The large façade of the building faces north. Heating set point: 20 degrees and cooling set point: 25 degrees.
Heating demand: 62 MJ/m2Cooling demand: 78 MJ/m2Total thermal demand: 140 MJ/m2

Roof/ceiling construction

The reference building roof is a pitched metal roof with a 23-degree pitch having a solar absorptance of 0.6.
The ceiling is flat at 2.4m high with a 10mm plasterboard interior finish.
Total roof/ceiling R-value: R5.1

Star rating
Wall-glazing and floor construction

External walls are 110mm brick veneer walls with a Total R-value of R2.8 and solar absorptance value of 0.6.
The thermal performance of windows (H:1.5m/W:4m): U-value 2.25 and SHGC 0.35.
The floor construction
is a 100mm concrete slab on ground with no added insulation.

Results

For results to be better captured and better comparable, the thermal zone inside the building is assumed a night-time conditioned zone where artificial heating is needed from 5 PM to 9 AM when the room temperature drops below 20 degrees Celsius. During this time, the house has little to no access to solar irradiation, however, the effect of heat storage inside the high mass material could be fully investigated. Therefore. This SRB* case heating demand is calculated to be 88.4 MJ/m2.

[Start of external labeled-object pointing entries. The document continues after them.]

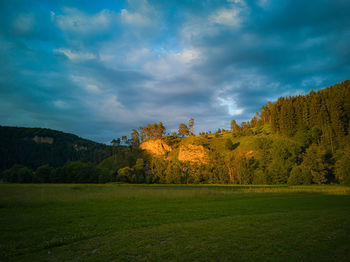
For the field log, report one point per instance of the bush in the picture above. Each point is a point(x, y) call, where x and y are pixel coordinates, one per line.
point(299, 176)
point(229, 144)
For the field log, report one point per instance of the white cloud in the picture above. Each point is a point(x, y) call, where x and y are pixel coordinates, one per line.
point(23, 23)
point(93, 88)
point(52, 15)
point(75, 56)
point(135, 18)
point(89, 84)
point(228, 17)
point(169, 64)
point(233, 110)
point(76, 22)
point(60, 104)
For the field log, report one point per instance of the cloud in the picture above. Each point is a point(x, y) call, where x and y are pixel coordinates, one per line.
point(98, 69)
point(228, 17)
point(134, 18)
point(77, 23)
point(75, 56)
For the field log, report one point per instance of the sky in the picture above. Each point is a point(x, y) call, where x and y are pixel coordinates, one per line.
point(100, 68)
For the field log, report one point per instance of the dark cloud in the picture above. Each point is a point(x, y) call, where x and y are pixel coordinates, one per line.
point(102, 68)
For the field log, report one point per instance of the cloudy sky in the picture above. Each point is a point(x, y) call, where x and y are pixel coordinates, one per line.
point(100, 68)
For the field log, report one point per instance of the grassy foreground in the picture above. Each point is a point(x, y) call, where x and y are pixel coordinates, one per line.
point(174, 223)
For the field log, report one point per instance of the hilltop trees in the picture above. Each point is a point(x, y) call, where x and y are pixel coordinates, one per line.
point(135, 137)
point(151, 131)
point(190, 125)
point(183, 130)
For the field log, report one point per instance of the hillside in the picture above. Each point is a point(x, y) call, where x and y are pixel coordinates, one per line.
point(34, 147)
point(296, 140)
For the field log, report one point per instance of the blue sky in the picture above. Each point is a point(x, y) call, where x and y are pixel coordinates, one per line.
point(100, 68)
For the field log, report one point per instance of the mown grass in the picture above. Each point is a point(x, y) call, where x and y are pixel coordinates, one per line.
point(174, 222)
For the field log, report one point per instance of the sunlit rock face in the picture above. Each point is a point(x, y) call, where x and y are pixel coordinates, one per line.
point(156, 147)
point(193, 153)
point(43, 140)
point(190, 153)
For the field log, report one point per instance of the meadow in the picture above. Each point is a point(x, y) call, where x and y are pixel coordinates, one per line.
point(115, 222)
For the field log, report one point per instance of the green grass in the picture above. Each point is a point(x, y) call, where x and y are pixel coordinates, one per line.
point(174, 222)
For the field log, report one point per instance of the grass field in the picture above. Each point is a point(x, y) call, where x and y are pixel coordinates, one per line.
point(174, 223)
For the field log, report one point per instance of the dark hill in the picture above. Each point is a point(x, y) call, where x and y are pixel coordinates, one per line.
point(34, 147)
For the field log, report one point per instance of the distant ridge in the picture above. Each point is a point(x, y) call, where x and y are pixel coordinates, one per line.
point(33, 147)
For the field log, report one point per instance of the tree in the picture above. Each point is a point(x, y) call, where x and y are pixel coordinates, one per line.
point(315, 164)
point(183, 130)
point(342, 171)
point(228, 144)
point(299, 176)
point(234, 126)
point(124, 174)
point(135, 137)
point(190, 125)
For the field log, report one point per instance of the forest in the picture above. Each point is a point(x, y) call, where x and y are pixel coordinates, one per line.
point(296, 140)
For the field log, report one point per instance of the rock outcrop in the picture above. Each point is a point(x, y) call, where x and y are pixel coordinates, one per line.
point(43, 140)
point(193, 153)
point(156, 147)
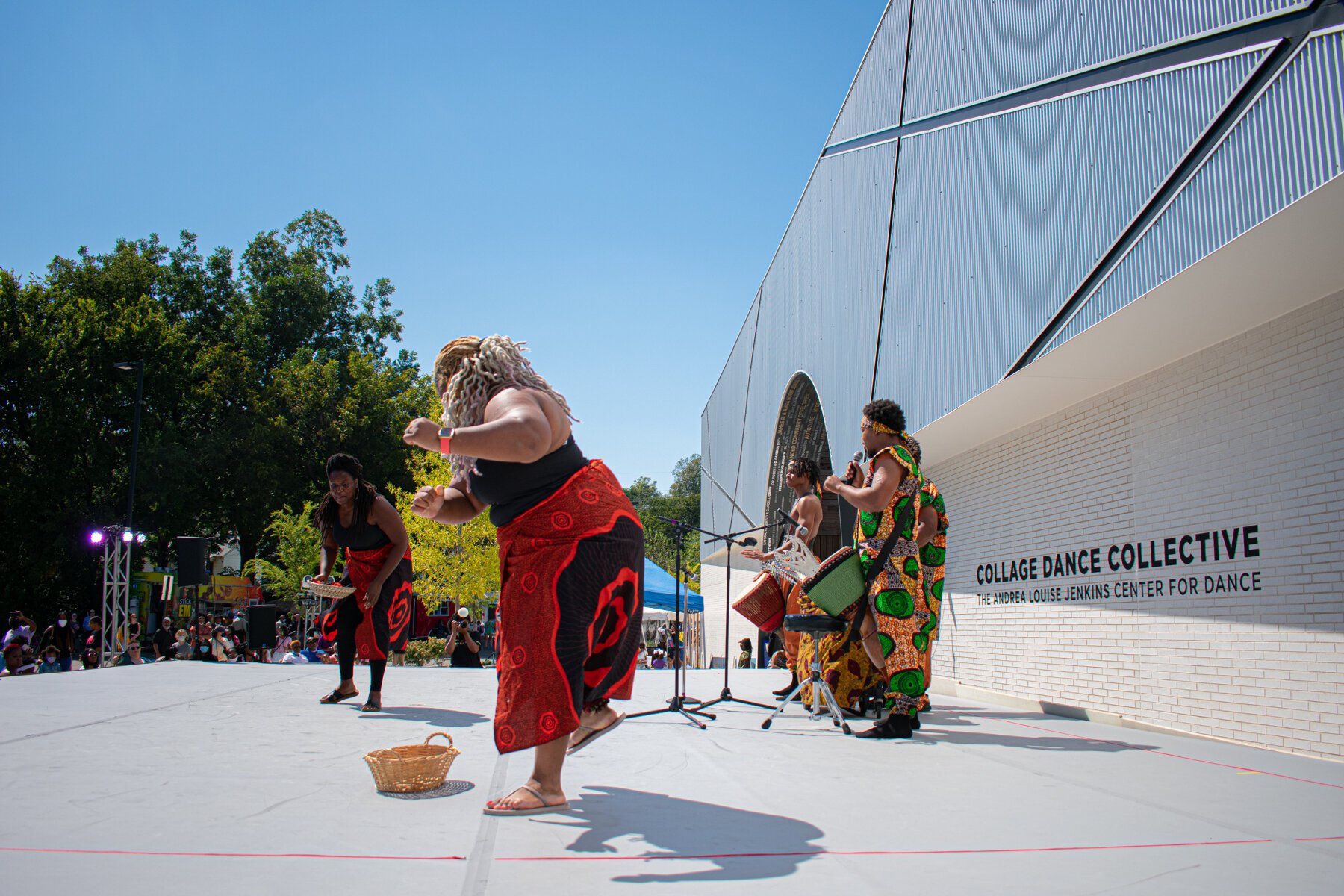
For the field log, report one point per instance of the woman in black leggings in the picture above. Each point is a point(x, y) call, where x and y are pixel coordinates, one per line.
point(378, 563)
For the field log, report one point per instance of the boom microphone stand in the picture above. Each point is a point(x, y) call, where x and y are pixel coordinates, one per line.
point(679, 702)
point(726, 695)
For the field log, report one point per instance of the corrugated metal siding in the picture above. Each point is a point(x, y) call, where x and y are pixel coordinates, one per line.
point(874, 100)
point(722, 421)
point(819, 307)
point(1289, 143)
point(968, 50)
point(998, 220)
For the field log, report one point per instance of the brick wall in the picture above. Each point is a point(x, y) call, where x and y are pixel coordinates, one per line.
point(1249, 432)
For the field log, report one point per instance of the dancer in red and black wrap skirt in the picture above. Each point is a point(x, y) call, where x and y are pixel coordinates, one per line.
point(371, 622)
point(571, 556)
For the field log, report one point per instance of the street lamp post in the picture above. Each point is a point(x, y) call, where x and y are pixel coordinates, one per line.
point(139, 367)
point(119, 612)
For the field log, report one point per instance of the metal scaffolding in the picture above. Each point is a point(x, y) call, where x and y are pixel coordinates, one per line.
point(116, 591)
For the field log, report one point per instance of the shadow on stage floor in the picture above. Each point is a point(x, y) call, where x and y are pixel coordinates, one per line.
point(429, 715)
point(761, 845)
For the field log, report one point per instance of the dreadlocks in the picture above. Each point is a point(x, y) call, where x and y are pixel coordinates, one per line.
point(470, 371)
point(329, 512)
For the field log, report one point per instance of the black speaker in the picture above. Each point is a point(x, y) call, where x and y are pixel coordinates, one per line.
point(261, 626)
point(191, 561)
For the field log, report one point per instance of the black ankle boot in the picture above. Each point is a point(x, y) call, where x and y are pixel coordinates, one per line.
point(895, 726)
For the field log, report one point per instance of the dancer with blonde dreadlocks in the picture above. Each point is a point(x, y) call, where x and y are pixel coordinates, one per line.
point(571, 556)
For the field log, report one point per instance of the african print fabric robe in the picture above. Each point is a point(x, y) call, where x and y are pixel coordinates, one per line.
point(844, 664)
point(932, 559)
point(897, 595)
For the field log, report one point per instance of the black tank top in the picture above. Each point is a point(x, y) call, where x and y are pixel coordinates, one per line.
point(361, 536)
point(511, 489)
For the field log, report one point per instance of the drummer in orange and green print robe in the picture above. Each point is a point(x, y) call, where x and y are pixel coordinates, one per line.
point(932, 538)
point(898, 625)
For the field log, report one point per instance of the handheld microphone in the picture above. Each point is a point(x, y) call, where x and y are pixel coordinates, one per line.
point(858, 460)
point(801, 529)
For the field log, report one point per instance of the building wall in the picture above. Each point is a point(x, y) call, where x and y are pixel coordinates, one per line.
point(1245, 433)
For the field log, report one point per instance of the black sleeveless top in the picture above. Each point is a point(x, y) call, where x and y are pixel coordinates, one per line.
point(361, 536)
point(511, 489)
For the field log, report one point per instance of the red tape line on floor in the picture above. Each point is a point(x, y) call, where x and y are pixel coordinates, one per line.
point(1174, 755)
point(648, 857)
point(171, 855)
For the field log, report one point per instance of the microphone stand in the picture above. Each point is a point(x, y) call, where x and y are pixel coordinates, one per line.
point(679, 702)
point(726, 695)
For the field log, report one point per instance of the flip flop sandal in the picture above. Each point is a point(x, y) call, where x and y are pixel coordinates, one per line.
point(531, 810)
point(597, 732)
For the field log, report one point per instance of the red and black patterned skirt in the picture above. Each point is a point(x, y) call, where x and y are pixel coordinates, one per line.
point(571, 602)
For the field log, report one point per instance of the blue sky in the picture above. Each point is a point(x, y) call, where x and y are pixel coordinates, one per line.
point(605, 180)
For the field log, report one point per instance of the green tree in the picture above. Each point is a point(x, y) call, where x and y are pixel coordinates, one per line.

All external walls have the same Total R-value and solar absorptance values in all cases. The difference is therefore only limited to the external wall layers and the thermal properties of those layers.

As expected, the SRB* case requires the least thermal energy compared to the other three cases and of the three cases, Case C shows the worst performance compared to the other two. Comparing cases A and B, it is worth noting that having low mass wall on east and west facades slightly decreases heating demand of the building. This is partly due to the coincidence of early and late hours of AC operation (5 PM and 9 AM) and the lower thermal lag that facilitates the flow of heat (i.e. solar heat gain) inside the building.

According to this case study, comparing SRB* to Case C shows that having thermal mass, saves 2.7MJ per m2 area of the proposed building (3% reduction).

Thermal mass effect comparison

In another run, we changed the external walls of the SRB* from a typical brick veneer to a reversed brick veneer (where the high mass brick is installed internally). This resulted in 81.2 MJ/m2 heating demand (8.1% reduction compared to SRB* with typical brick veneer walls and 10.9% reduction compared to the Case C with lightweight walls).

Therefore, major saving through thermal mass could be gained in cases where the thermal mass is placed at the interior side of the wall.